Method steps may be performed by one or more programmable processors executing a computer program to perform functions by operating on input data and generating output. Method steps also may be performed by, and an apparatus may be implemented as, special purpose logic circuitry, e.g., an FPGA (field programmable gate array) or an ASIC (application-specific integrated circuit).
Processors suitable for the execution of a computer program include, by way of example, both general and special purpose microprocessors and any one or more processors of any kind of digital computer. Generally, a processor will receive instructions and data from a read-only memory or a random access memory or both. Elements of a computer may include at least one processor for executing instructions and one or more memory devices for storing instructions and data. Generally, a computer also may include, or be operatively coupled to receive data from or transfer data to, or both, one or more mass storage devices for storing data, e.g., magnetic, magneto-optical disks, or optical disks.
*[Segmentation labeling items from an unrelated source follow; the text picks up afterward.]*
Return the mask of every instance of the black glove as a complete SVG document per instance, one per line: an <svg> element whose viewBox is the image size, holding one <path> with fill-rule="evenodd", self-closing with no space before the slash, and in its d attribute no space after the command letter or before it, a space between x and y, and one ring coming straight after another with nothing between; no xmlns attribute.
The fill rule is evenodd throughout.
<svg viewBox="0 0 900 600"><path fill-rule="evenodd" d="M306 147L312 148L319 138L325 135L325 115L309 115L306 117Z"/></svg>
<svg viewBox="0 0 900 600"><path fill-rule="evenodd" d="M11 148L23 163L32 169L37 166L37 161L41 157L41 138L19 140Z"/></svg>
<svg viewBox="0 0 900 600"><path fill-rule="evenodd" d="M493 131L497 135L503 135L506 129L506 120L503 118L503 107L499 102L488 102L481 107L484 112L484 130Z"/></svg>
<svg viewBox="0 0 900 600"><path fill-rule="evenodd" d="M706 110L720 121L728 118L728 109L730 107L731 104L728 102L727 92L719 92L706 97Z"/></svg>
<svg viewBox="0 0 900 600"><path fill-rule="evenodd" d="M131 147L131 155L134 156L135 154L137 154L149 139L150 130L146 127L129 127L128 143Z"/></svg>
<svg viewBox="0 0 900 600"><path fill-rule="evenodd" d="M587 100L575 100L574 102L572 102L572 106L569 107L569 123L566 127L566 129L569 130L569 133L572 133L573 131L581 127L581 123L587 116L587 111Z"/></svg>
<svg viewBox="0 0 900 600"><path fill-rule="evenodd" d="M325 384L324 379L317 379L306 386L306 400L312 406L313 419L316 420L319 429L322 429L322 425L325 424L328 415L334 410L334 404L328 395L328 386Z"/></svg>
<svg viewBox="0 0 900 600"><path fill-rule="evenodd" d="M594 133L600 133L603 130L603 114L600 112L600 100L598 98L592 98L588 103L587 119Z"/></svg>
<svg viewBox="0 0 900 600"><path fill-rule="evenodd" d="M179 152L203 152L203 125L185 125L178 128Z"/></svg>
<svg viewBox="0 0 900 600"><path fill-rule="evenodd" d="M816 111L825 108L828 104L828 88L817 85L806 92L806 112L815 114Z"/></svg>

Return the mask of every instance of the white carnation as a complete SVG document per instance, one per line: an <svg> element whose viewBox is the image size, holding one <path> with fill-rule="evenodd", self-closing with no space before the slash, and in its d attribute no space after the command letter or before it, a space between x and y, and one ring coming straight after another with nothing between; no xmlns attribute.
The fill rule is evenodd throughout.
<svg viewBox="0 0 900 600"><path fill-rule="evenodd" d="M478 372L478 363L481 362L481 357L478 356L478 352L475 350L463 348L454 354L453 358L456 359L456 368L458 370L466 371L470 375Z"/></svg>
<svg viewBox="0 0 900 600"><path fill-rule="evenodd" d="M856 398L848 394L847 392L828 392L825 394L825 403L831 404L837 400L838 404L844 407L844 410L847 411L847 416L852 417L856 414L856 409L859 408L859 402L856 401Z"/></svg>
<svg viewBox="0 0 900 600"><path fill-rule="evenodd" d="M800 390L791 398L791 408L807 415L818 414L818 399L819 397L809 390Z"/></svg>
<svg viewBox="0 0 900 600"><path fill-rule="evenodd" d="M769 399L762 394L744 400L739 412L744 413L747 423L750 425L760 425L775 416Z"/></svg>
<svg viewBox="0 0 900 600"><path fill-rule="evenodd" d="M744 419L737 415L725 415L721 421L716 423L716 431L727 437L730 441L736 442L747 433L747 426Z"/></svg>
Information carriers suitable for embodying computer program instructions and data include all forms of non-volatile memory, including by way of example semiconductor memory devices, e.g., EPROM, EEPROM, and flash memory devices; magnetic disks, e.g., internal hard disks or removable disks; magneto-optical disks; and CD-ROM and DVD-ROM disks. The processor and the memory may be supplemented by or incorporated in special purpose logic circuitry.
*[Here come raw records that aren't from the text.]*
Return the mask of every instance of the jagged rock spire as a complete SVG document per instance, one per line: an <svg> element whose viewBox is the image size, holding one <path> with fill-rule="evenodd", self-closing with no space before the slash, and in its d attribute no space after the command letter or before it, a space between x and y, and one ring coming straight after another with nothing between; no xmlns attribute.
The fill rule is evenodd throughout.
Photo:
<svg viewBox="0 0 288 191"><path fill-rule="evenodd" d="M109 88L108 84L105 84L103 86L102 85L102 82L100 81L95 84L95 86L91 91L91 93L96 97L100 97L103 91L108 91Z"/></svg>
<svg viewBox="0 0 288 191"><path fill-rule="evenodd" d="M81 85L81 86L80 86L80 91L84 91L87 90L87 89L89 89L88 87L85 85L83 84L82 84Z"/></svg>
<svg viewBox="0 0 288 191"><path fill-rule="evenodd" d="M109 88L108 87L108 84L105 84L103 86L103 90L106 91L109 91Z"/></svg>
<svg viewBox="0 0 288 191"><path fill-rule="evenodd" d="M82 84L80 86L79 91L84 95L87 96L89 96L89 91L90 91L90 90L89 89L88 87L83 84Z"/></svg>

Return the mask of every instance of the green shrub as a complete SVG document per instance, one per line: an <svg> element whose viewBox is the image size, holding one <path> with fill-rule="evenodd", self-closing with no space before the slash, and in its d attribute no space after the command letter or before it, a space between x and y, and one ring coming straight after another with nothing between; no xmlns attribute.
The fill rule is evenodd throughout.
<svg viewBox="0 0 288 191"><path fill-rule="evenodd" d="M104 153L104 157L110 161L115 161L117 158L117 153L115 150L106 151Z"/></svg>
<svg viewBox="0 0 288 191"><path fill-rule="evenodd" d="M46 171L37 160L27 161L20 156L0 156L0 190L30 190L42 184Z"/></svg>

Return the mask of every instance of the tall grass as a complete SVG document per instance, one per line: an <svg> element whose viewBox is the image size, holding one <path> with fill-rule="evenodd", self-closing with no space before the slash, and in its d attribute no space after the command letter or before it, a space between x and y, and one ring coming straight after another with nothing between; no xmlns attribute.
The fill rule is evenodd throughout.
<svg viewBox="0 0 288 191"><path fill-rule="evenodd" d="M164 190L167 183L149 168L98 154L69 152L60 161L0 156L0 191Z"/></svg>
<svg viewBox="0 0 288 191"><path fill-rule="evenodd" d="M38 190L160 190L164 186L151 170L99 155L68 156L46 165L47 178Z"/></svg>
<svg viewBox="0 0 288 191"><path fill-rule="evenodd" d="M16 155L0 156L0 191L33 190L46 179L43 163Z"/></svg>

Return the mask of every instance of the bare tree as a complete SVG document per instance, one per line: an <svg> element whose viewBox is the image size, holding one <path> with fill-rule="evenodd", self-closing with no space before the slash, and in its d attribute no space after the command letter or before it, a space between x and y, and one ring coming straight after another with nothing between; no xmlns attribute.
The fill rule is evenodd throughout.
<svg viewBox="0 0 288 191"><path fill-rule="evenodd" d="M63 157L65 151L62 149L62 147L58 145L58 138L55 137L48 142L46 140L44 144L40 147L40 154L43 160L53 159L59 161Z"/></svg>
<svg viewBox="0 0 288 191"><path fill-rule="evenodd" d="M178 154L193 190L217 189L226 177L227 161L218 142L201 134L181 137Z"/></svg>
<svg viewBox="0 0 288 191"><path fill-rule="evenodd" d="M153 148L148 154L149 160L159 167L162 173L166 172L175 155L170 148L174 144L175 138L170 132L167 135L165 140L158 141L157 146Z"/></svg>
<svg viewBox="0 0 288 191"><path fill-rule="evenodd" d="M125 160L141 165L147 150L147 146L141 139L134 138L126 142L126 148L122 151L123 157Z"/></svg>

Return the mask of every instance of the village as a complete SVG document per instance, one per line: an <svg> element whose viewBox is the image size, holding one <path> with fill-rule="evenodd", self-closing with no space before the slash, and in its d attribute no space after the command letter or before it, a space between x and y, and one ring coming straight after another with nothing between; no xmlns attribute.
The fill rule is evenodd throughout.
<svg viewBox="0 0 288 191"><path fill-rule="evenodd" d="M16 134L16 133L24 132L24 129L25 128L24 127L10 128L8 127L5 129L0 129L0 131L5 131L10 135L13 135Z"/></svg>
To provide for interaction with a user, implementations may be implemented on a computer having a display device, e.g., a cathode ray tube (CRT) or liquid crystal display (LCD) monitor, for displaying information to the user and a keyboard and a pointing device, e.g., a mouse or a trackball, by which the user can provide input to the computer. Other kinds of devices can be used to provide for interaction with a user as well; for example, feedback provided to the user can be any form of sensory feedback, e.g., visual feedback, auditory feedback, or tactile feedback; and input from the user can be received in any form, including acoustic, speech, or tactile input.
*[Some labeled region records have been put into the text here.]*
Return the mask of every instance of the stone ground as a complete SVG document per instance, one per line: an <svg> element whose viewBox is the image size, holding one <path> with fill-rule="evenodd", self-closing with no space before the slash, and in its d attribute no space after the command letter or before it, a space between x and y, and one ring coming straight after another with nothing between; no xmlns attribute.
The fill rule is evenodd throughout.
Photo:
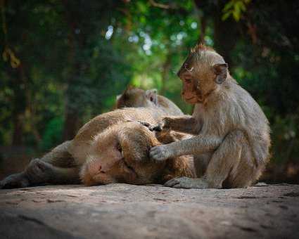
<svg viewBox="0 0 299 239"><path fill-rule="evenodd" d="M0 190L1 238L299 238L299 185Z"/></svg>

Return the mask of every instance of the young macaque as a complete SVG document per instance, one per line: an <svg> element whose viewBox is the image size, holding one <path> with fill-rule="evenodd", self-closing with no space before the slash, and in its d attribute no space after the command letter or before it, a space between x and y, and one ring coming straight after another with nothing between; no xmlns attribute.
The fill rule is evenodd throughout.
<svg viewBox="0 0 299 239"><path fill-rule="evenodd" d="M150 107L162 110L167 115L184 115L172 101L158 95L155 89L144 91L129 86L122 94L116 97L115 108L125 107Z"/></svg>
<svg viewBox="0 0 299 239"><path fill-rule="evenodd" d="M186 188L248 187L269 159L270 129L260 107L229 75L213 49L196 46L178 72L182 97L194 104L192 116L167 117L163 129L193 137L152 148L157 161L184 155L195 157L198 178L173 179L165 186Z"/></svg>
<svg viewBox="0 0 299 239"><path fill-rule="evenodd" d="M132 122L157 124L163 115L162 110L144 108L100 115L84 125L73 140L59 145L41 159L32 160L24 172L0 181L0 188L77 183L81 181L79 174L86 185L118 181L151 183L174 176L192 176L191 166L185 157L158 164L147 160L149 149L160 145L160 141L170 143L185 137L160 133L162 136L158 139L144 126Z"/></svg>

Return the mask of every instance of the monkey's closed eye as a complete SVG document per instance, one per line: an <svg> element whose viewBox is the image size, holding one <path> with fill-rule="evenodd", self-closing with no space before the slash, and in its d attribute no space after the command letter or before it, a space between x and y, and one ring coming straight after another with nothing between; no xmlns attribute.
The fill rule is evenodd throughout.
<svg viewBox="0 0 299 239"><path fill-rule="evenodd" d="M116 148L117 149L118 151L120 151L120 153L122 153L122 148L120 143L117 143L117 145L116 146Z"/></svg>

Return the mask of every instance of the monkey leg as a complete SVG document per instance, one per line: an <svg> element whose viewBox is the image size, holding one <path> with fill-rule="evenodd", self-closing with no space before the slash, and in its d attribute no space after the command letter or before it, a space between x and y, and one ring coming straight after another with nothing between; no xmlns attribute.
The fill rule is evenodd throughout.
<svg viewBox="0 0 299 239"><path fill-rule="evenodd" d="M183 188L247 187L253 182L255 170L247 138L242 131L236 130L214 152L204 176L173 179L165 185Z"/></svg>
<svg viewBox="0 0 299 239"><path fill-rule="evenodd" d="M229 134L214 153L205 175L210 188L245 188L251 184L256 167L244 134Z"/></svg>
<svg viewBox="0 0 299 239"><path fill-rule="evenodd" d="M38 158L31 160L25 174L31 186L79 182L79 167L59 167Z"/></svg>
<svg viewBox="0 0 299 239"><path fill-rule="evenodd" d="M79 183L79 167L68 150L71 142L65 141L41 159L32 160L24 172L1 181L0 188Z"/></svg>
Implementations may be implemented in a computing system that includes a back-end component, e.g., as a data server, or that includes a middleware component, e.g., an application server, or that includes a front-end component, e.g., a client computer having a graphical user interface or a Web browser through which a user can interact with an implementation, or any combination of such back-end, middleware, or front-end components. Components may be interconnected by any form or medium of digital data communication, e.g., a communication network. Examples of communication networks include a local area network (LAN) and a wide area network (WAN), e.g., the Internet.
While certain features of the described implementations have been illustrated as described herein, many modifications, substitutions, changes, and equivalents will now occur to those skilled in the art. It is, therefore, to be understood that the appended claims are intended to cover all such modifications and changes as fall within the scope of the embodiments.